The problem is compounded at these firms by the general aspiration of the average coder who, as The Economic Times observed, no longer wants to get its thrills by tinkering with code, but instead aspires to the rank of manager -- which comes with a plum salary, better quality of life, and other such things. This naturally only makes things more problematic, since you only need so many managers but you do need inspired coders. Actually, the whole model drives headlong into "save my a**" process and execution, instead of "leap of faith" risk taking and innovation.

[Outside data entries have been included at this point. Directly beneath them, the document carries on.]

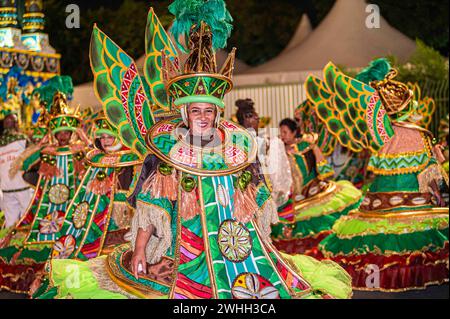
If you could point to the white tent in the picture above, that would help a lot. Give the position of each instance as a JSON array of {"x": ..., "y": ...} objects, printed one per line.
[
  {"x": 84, "y": 94},
  {"x": 344, "y": 38}
]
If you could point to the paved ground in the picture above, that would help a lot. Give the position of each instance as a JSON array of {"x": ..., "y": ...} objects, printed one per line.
[{"x": 433, "y": 292}]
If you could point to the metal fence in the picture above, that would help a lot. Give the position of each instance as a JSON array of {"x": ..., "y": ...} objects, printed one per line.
[
  {"x": 274, "y": 101},
  {"x": 279, "y": 101}
]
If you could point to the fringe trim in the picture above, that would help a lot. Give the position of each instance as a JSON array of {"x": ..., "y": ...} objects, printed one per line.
[
  {"x": 101, "y": 187},
  {"x": 245, "y": 206},
  {"x": 161, "y": 241},
  {"x": 16, "y": 166},
  {"x": 79, "y": 167},
  {"x": 266, "y": 217},
  {"x": 98, "y": 268},
  {"x": 122, "y": 215},
  {"x": 432, "y": 173},
  {"x": 49, "y": 171},
  {"x": 189, "y": 206},
  {"x": 162, "y": 186}
]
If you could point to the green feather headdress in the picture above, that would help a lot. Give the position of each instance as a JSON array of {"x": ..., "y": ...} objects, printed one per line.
[
  {"x": 192, "y": 12},
  {"x": 60, "y": 83},
  {"x": 376, "y": 71}
]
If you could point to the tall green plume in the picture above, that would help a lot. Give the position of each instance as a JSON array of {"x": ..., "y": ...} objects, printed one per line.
[
  {"x": 376, "y": 71},
  {"x": 213, "y": 12},
  {"x": 59, "y": 83}
]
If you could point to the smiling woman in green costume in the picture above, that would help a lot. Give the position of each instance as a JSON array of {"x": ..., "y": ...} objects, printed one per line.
[{"x": 200, "y": 190}]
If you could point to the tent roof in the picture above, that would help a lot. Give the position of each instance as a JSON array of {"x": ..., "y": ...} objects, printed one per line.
[{"x": 343, "y": 38}]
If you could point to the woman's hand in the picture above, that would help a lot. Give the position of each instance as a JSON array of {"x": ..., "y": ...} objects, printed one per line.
[
  {"x": 45, "y": 140},
  {"x": 82, "y": 135},
  {"x": 139, "y": 258},
  {"x": 138, "y": 263}
]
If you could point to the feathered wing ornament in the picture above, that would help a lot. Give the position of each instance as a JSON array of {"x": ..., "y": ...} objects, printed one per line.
[
  {"x": 121, "y": 90},
  {"x": 190, "y": 13},
  {"x": 312, "y": 124},
  {"x": 352, "y": 110},
  {"x": 159, "y": 51}
]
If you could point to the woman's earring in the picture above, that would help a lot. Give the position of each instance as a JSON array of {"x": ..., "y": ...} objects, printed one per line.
[
  {"x": 217, "y": 119},
  {"x": 184, "y": 116}
]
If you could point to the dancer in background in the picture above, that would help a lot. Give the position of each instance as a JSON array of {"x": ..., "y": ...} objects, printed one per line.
[
  {"x": 99, "y": 216},
  {"x": 316, "y": 202},
  {"x": 60, "y": 160},
  {"x": 201, "y": 189},
  {"x": 271, "y": 154},
  {"x": 15, "y": 193}
]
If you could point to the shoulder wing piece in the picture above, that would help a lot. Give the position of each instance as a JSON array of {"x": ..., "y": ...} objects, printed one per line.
[{"x": 119, "y": 87}]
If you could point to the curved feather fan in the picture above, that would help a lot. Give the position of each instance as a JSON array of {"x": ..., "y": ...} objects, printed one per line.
[
  {"x": 312, "y": 124},
  {"x": 121, "y": 90},
  {"x": 351, "y": 110}
]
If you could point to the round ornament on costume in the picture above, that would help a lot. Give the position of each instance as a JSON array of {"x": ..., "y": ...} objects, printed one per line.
[
  {"x": 64, "y": 247},
  {"x": 253, "y": 286},
  {"x": 59, "y": 194},
  {"x": 52, "y": 223},
  {"x": 80, "y": 215},
  {"x": 223, "y": 196},
  {"x": 234, "y": 240}
]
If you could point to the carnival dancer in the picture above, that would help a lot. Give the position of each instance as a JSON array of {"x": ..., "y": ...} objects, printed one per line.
[
  {"x": 99, "y": 216},
  {"x": 398, "y": 238},
  {"x": 15, "y": 193},
  {"x": 316, "y": 202},
  {"x": 61, "y": 165},
  {"x": 200, "y": 190},
  {"x": 271, "y": 155},
  {"x": 443, "y": 140}
]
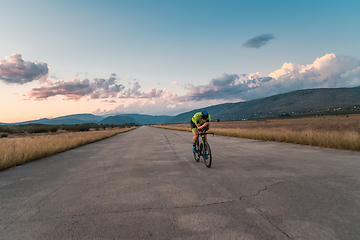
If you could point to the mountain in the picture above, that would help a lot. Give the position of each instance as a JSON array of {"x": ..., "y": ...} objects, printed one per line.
[
  {"x": 90, "y": 118},
  {"x": 301, "y": 101},
  {"x": 86, "y": 117},
  {"x": 118, "y": 119}
]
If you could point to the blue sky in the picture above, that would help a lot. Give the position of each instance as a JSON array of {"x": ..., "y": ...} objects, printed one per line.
[{"x": 167, "y": 57}]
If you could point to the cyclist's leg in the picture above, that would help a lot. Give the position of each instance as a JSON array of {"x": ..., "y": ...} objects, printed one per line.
[
  {"x": 196, "y": 137},
  {"x": 194, "y": 131}
]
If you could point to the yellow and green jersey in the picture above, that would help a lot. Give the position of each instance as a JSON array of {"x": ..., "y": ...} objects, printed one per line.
[{"x": 197, "y": 118}]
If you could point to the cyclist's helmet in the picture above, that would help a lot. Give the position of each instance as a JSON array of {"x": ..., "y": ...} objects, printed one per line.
[{"x": 204, "y": 115}]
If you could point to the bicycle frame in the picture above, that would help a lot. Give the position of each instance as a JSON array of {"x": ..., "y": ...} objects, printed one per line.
[{"x": 201, "y": 149}]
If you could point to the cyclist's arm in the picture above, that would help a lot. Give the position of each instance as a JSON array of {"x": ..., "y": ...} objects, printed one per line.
[{"x": 200, "y": 127}]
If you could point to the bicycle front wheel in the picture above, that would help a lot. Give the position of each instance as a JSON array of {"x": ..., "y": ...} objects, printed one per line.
[
  {"x": 207, "y": 151},
  {"x": 197, "y": 153}
]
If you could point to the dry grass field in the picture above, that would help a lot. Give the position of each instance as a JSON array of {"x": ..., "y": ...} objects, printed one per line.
[
  {"x": 19, "y": 149},
  {"x": 340, "y": 132}
]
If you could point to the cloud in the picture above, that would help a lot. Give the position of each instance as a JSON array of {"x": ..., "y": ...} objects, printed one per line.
[
  {"x": 329, "y": 71},
  {"x": 16, "y": 70},
  {"x": 258, "y": 41},
  {"x": 75, "y": 89}
]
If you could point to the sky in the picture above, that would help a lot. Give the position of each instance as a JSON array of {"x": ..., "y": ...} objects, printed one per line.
[{"x": 168, "y": 57}]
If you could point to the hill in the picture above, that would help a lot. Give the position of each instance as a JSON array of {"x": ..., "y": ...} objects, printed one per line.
[
  {"x": 118, "y": 119},
  {"x": 296, "y": 102}
]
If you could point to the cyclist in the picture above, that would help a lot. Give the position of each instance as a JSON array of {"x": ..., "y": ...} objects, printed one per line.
[{"x": 200, "y": 121}]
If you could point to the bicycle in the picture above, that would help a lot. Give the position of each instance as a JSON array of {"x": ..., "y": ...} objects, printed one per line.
[{"x": 202, "y": 149}]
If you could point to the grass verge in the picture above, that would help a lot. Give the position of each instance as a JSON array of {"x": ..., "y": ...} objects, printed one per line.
[
  {"x": 339, "y": 132},
  {"x": 20, "y": 150}
]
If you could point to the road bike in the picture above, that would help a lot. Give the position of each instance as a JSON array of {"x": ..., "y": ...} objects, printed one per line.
[{"x": 202, "y": 149}]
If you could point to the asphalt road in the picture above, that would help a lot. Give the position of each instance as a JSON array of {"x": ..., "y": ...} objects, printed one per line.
[{"x": 145, "y": 184}]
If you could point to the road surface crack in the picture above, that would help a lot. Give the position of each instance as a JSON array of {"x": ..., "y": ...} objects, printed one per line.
[{"x": 264, "y": 215}]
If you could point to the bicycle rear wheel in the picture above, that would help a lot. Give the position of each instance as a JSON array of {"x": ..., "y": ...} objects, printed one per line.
[
  {"x": 197, "y": 153},
  {"x": 208, "y": 153}
]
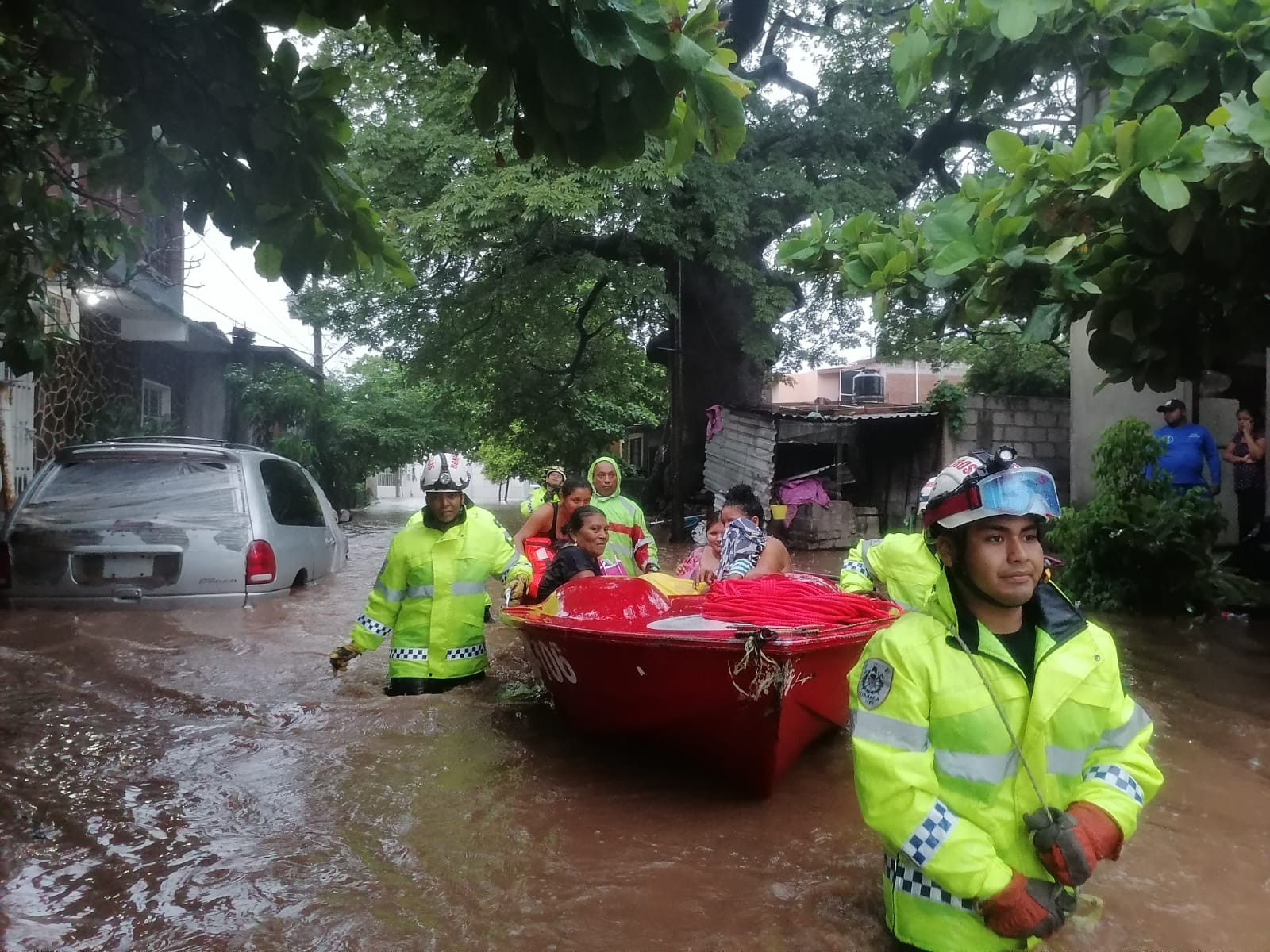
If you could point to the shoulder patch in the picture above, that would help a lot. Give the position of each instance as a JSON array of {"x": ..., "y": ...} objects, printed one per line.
[{"x": 876, "y": 679}]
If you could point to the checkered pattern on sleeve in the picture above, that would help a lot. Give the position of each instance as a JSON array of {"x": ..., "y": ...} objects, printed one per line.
[
  {"x": 376, "y": 628},
  {"x": 408, "y": 654},
  {"x": 1118, "y": 777},
  {"x": 457, "y": 654},
  {"x": 906, "y": 879},
  {"x": 930, "y": 835}
]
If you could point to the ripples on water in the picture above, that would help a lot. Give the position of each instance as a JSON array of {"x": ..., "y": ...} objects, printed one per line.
[{"x": 197, "y": 781}]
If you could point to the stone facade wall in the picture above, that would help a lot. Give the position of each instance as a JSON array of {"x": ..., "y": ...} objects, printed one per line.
[{"x": 1039, "y": 428}]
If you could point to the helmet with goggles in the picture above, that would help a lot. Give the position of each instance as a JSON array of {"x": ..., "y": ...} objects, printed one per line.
[
  {"x": 446, "y": 473},
  {"x": 982, "y": 486}
]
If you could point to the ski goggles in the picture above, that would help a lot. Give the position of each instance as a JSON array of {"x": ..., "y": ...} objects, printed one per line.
[{"x": 1016, "y": 492}]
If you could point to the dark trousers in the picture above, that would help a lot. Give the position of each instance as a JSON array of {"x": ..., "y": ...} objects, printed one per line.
[
  {"x": 1251, "y": 507},
  {"x": 427, "y": 685}
]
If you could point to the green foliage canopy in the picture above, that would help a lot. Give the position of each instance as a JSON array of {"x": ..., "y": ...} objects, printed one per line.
[
  {"x": 1151, "y": 219},
  {"x": 187, "y": 105},
  {"x": 539, "y": 286}
]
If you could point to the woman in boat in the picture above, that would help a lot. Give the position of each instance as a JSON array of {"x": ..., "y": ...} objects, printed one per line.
[
  {"x": 549, "y": 520},
  {"x": 704, "y": 559},
  {"x": 578, "y": 558},
  {"x": 747, "y": 551}
]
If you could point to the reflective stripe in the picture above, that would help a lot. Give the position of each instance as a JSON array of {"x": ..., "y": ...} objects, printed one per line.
[
  {"x": 868, "y": 725},
  {"x": 376, "y": 628},
  {"x": 1067, "y": 762},
  {"x": 1118, "y": 777},
  {"x": 981, "y": 768},
  {"x": 930, "y": 835},
  {"x": 389, "y": 594},
  {"x": 906, "y": 879},
  {"x": 408, "y": 654},
  {"x": 457, "y": 654},
  {"x": 1127, "y": 731}
]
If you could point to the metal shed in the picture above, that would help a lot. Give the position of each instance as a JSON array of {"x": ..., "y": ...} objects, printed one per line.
[{"x": 872, "y": 460}]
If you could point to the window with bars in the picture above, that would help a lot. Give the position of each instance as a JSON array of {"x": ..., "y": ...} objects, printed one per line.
[{"x": 156, "y": 401}]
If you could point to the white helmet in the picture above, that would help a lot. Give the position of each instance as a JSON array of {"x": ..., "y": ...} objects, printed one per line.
[
  {"x": 982, "y": 484},
  {"x": 446, "y": 473}
]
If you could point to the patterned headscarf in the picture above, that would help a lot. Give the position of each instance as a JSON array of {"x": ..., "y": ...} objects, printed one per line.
[{"x": 742, "y": 545}]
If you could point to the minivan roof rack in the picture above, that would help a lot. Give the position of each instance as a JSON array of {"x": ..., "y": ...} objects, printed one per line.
[{"x": 183, "y": 441}]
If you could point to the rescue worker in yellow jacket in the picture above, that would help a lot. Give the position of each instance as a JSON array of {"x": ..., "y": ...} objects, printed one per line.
[
  {"x": 429, "y": 596},
  {"x": 630, "y": 543},
  {"x": 548, "y": 493},
  {"x": 899, "y": 565},
  {"x": 996, "y": 752}
]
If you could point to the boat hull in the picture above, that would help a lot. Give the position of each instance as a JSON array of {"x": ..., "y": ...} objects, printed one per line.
[{"x": 743, "y": 704}]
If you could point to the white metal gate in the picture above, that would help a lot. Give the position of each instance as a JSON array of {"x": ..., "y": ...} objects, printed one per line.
[{"x": 18, "y": 412}]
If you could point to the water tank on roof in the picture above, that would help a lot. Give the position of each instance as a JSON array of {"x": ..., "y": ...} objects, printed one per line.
[{"x": 869, "y": 387}]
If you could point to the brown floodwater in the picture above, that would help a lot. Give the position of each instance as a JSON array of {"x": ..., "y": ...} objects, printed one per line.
[{"x": 198, "y": 781}]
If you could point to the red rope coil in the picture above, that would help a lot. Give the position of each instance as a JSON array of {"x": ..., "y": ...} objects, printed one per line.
[{"x": 779, "y": 601}]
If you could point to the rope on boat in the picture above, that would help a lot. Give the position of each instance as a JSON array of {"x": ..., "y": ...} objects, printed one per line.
[{"x": 768, "y": 674}]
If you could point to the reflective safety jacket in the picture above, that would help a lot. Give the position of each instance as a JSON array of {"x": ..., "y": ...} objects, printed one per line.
[
  {"x": 901, "y": 562},
  {"x": 539, "y": 498},
  {"x": 940, "y": 781},
  {"x": 630, "y": 543},
  {"x": 429, "y": 602}
]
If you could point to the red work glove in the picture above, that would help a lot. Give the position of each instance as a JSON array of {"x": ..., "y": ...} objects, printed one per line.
[
  {"x": 1070, "y": 844},
  {"x": 1028, "y": 908}
]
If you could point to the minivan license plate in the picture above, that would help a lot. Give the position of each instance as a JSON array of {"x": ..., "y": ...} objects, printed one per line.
[{"x": 129, "y": 566}]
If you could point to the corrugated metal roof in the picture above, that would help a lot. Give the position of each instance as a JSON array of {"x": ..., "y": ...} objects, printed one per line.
[{"x": 838, "y": 414}]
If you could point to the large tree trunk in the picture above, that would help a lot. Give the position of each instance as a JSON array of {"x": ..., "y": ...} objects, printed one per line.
[{"x": 719, "y": 365}]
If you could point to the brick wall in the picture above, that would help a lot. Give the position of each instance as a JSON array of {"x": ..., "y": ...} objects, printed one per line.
[{"x": 1039, "y": 428}]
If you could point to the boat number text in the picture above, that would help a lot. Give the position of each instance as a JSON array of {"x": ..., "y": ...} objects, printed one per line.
[{"x": 552, "y": 662}]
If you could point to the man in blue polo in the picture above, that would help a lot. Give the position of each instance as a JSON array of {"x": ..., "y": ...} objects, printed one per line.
[{"x": 1187, "y": 447}]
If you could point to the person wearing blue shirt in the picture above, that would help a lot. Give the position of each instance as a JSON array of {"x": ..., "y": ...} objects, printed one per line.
[{"x": 1187, "y": 447}]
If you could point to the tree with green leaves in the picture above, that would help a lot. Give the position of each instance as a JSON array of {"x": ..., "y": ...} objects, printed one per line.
[
  {"x": 184, "y": 103},
  {"x": 1149, "y": 216},
  {"x": 539, "y": 287},
  {"x": 365, "y": 420}
]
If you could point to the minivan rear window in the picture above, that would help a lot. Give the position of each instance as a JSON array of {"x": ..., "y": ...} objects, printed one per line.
[{"x": 102, "y": 494}]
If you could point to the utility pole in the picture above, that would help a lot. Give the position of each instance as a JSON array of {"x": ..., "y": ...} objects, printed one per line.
[{"x": 318, "y": 362}]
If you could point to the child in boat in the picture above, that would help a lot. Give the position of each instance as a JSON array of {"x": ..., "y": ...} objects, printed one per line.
[
  {"x": 747, "y": 551},
  {"x": 704, "y": 559},
  {"x": 578, "y": 558}
]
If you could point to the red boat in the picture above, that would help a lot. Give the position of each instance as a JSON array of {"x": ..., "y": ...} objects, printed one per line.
[{"x": 622, "y": 658}]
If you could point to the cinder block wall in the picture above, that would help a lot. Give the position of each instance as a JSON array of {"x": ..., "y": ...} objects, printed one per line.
[{"x": 1039, "y": 428}]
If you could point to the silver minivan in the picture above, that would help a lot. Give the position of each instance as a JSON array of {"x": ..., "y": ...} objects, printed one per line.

"What I did not anticipate was the degree to which I find this mindset that we don't use our imagination, our creativity; we do more of what we are told," said the relatively new CEO of Infosys, Vishal Sikka, an SAP veteran who is busy trying to shake things up at the company. "That has been a very big negative surprise for me: The degree to which I guess things have become mundane that we don't think and don't imagine, and this is why I have been doing a whole bunch of initiatives around getting design thinking in there," he added.
The only way out of this dilemma in terms of both business model ossification and bloated, less-creative and productive manpower is to boost the level and quality of innovation from the ground up, which is what Sikka has been focused on ever since he arrived at Infosys. Some of that is being achieved by making idea generation more democratic at Infosys, by launching funds to identify and pick winners from both within and outside of the company. Many of these are in the areas of automation and artificial intelligence (AI), which Sikka wants to use to eke out more productivity from existing service lines.
Another way he aims to do that is through acquisitions, as evidenced by the purchase of automation startup Panaya for Rs 1,200 crore ($200 million). Sikka promises more of these in the pipeline by leveraging Infosys' $500 million startup fund, as well as the $5 billion stockpile.
And it isn't just the old guard doing things like this in India: TechM, the IT services company under the Mahindra Group's umbrella, has said that it will invest $150 million in "Growth Factories" over the next four years, which could be, like Infosys, home grown or acquired. Areas of interest could include "gamification, cognitive computing, artificial intelligence, and self-healing platforms".
It's too early to tell weather any of these efforts are going to ward off commodification and help climb the value chain, but it will be something that Indian IT firms need to pursue with conviction and vigour if they intend on staving off ultimate irrelevance.